AA: Lorsque le conseil d’expert·es Énergie a commencé ses travaux en 2010, les débats étaient dominés par les questions de normalisation. Le modèle énergétique d’alors était formulé selon une optique limitée. Or, la problématique englobe aussi des questions relatives au climat urbain, aux ressources matérielles et à nombre d’autres facteurs. C’est pourquoi nous devons fédérer plus de compétences et intégrer davantage de parties prenantes.

BS: Pour nous, la transformation numérique constitue le point focal. Des entreprises suisses peuvent bénéficier de la concurrence numérique si elles l’abordent comme un moteur de durabilité.
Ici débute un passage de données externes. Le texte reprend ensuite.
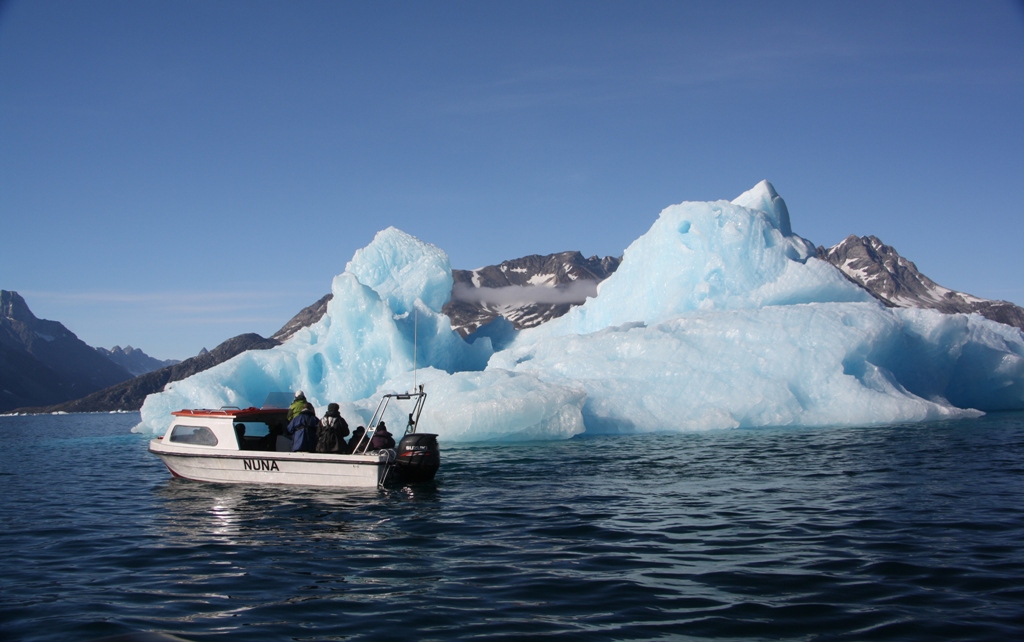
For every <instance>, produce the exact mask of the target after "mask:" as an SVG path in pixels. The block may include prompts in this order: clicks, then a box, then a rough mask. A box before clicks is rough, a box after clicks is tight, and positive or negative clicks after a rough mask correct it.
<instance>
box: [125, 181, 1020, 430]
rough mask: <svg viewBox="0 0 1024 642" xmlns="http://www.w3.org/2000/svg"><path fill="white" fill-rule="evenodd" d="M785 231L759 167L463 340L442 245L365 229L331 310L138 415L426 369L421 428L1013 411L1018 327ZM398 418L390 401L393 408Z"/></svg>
mask: <svg viewBox="0 0 1024 642" xmlns="http://www.w3.org/2000/svg"><path fill="white" fill-rule="evenodd" d="M814 254H815V252H814V246H813V245H812V244H811V243H810V242H808V241H806V240H804V239H802V238H800V237H798V236H796V234H795V233H793V230H792V225H791V221H790V213H788V211H787V209H786V207H785V203H784V202H783V201H782V199H781V198H779V196H778V195H777V194H776V192H775V190H774V189H773V188H772V186H771V185H770V184H769V183H768V182H767V181H763V182H761V183H759V184H758V185H756V186H755V187H754V188H753V189H751V190H749V191H746V192H744V194H743V195H741V196H740V197H738V198H737V199H735V200H734V201H732V202H727V201H718V202H707V203H705V202H686V203H681V204H679V205H674V206H671V207H669V208H667V209H665V210H664V211H663V212H662V213H660V215H659V216H658V218H657V220H656V221H655V222H654V224H653V225H652V226H651V228H650V230H649V231H648V232H647V233H645V234H644V236H643V237H641V238H640V239H638V240H636V241H635V242H634V243H633V244H632V245H630V247H629V248H627V250H626V251H625V253H624V256H623V262H622V264H621V265H620V267H618V269H617V270H616V271H615V273H614V274H612V275H611V276H610V277H608V279H607V280H605V281H604V282H603V283H601V284H600V286H599V288H598V293H597V296H596V297H594V298H591V299H588V300H587V302H586V303H585V304H583V305H581V306H579V307H575V308H572V309H571V310H570V311H569V312H568V313H567V314H565V315H564V316H562V317H560V318H557V319H555V320H552V322H549V323H547V324H545V325H543V326H540V327H538V328H535V329H530V330H524V331H520V332H515V331H513V330H512V329H511V327H510V326H509V325H508V324H500V323H498V324H494V325H493V327H492V328H487V329H481V332H478V333H476V335H475V336H473V337H471V338H470V339H471V341H466V340H463V339H462V338H461V337H460V336H459V335H458V334H457V333H455V332H454V331H453V330H452V325H451V322H450V319H449V318H447V317H446V316H445V315H444V314H442V313H441V306H442V305H443V304H444V303H445V302H446V301H447V299H449V297H450V296H451V292H452V284H453V280H452V269H451V265H450V263H449V258H447V256H446V254H445V253H444V252H443V251H441V250H440V249H438V248H436V247H434V246H431V245H429V244H427V243H423V242H421V241H419V240H417V239H415V238H414V237H411V236H409V234H407V233H404V232H402V231H400V230H398V229H395V228H388V229H385V230H382V231H381V232H379V233H378V234H377V236H376V238H375V239H374V240H373V242H372V243H371V244H370V245H369V246H367V247H366V248H364V249H361V250H359V251H358V252H356V253H355V255H354V256H353V258H352V260H351V261H349V263H348V264H347V265H346V268H345V271H344V272H343V273H341V274H339V275H338V276H336V277H335V279H334V282H333V284H332V291H333V294H334V298H333V300H332V301H331V303H330V304H329V306H328V311H327V314H326V315H325V316H324V318H323V319H321V320H319V322H318V323H317V324H315V325H313V326H311V327H309V328H307V329H304V330H302V331H300V332H299V333H297V334H296V335H295V336H293V337H292V338H291V339H290V340H289V341H288V342H287V343H285V344H284V345H282V346H279V347H276V348H273V349H271V350H264V351H253V352H246V353H244V354H240V355H239V356H237V357H236V358H233V359H231V360H229V361H226V362H224V363H221V365H220V366H217V367H215V368H213V369H210V370H208V371H206V372H203V373H200V374H198V375H196V376H194V377H190V378H188V379H185V380H182V381H178V382H175V383H172V384H170V385H169V386H168V387H167V389H166V390H164V391H163V392H161V393H159V394H154V395H151V396H150V397H148V398H146V400H145V403H144V404H143V405H142V413H141V416H142V423H141V424H139V426H138V430H141V431H153V432H161V431H163V430H164V429H165V428H166V427H167V425H168V423H169V421H170V413H171V412H172V411H175V410H179V409H182V408H219V406H221V405H238V406H248V405H259V404H260V403H261V402H262V401H263V399H264V398H265V397H266V395H267V394H268V393H269V392H273V391H281V390H299V389H301V390H303V391H304V392H305V394H306V397H307V398H308V399H309V400H310V401H311V402H312V403H313V404H314V405H315V406H316V408H317V410H318V411H321V412H322V411H323V410H324V409H325V408H326V406H327V404H328V403H329V402H332V401H334V402H338V403H339V404H340V405H341V409H342V411H341V412H342V415H343V416H345V417H346V419H347V420H348V422H349V424H351V425H353V426H354V425H357V424H359V423H362V424H365V423H366V422H367V420H368V419H369V418H370V417H371V415H372V414H373V410H374V409H375V408H376V403H377V400H378V399H379V397H380V395H381V394H383V393H385V392H400V391H404V390H410V389H413V388H414V386H418V385H424V386H425V389H426V391H427V392H428V395H429V400H428V402H427V404H426V408H425V409H424V412H423V415H422V417H421V429H422V430H423V431H426V432H434V433H437V434H438V435H439V437H440V438H441V439H443V440H445V441H447V442H454V441H480V440H524V439H564V438H568V437H571V436H573V435H577V434H581V433H583V432H588V433H632V432H673V431H686V430H705V429H711V428H736V427H758V426H842V425H869V424H891V423H899V422H922V421H934V420H939V419H947V418H957V417H972V416H977V415H980V414H981V413H982V412H984V411H1000V410H1018V409H1024V335H1022V334H1021V332H1020V331H1018V330H1016V329H1014V328H1011V327H1008V326H1004V325H1000V324H996V323H993V322H989V320H987V319H985V318H983V317H981V316H978V315H975V314H971V315H965V314H942V313H939V312H935V311H931V310H922V309H891V308H886V307H884V306H883V305H882V304H881V303H879V302H878V301H876V300H874V299H873V298H871V297H870V296H869V295H868V294H867V293H866V292H865V291H863V290H862V289H860V288H858V287H857V286H855V285H853V284H852V283H850V282H849V281H848V280H846V277H845V276H843V274H842V273H840V271H839V270H837V269H836V268H834V267H833V266H831V265H829V264H827V263H825V262H823V261H819V260H818V259H816V258H815V257H814ZM389 419H390V420H391V421H392V422H394V423H393V425H403V423H404V422H403V421H402V418H400V417H393V418H389Z"/></svg>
Cela implique des interfaces systémiques qui impactent la totalité de notre environnement. Même si la thématique est entrée dans le débat public au cours des dernières années, des efforts en matière de communication sont encore nécessaires.

AS: La SIA a notablement contribué à la révision de la LMP. La nouvelle mouture de cette loi est une chance pour les concepteur·rices, car le prix n’est plus l’argument décisif pour une adjudication. La volonté existe désormais de rémunérer la recherche d’une solution de qualité.

Adrian Altenburger et Anna Suter, vous quitterez le Comité lors de la prochaine Assemblée des délégué·es et remettrez aussi vos présidences des conseils d’expert·es. Quels sont les meilleurs souvenirs que vous emporterez?

AA: En 2012, je me suis rendu à Tokyo avec une délégation nationale chapeautée par l’OFEN. Les événements de Fukushima ont fait bouger beaucoup de choses en matière de protection du climat. Dans ce contexte, je me suis senti privilégié d’avoir pu agir en qualité de président d’un conseil d’expert·es et de voir confirmée la reconnaissance du rôle ­essentiel de la SIA.

AS: La révision réussie de la LMP est l’événement phare en ce qui me concerne. Également en tant qu’architecte: elle est un bienfait pour notre profession.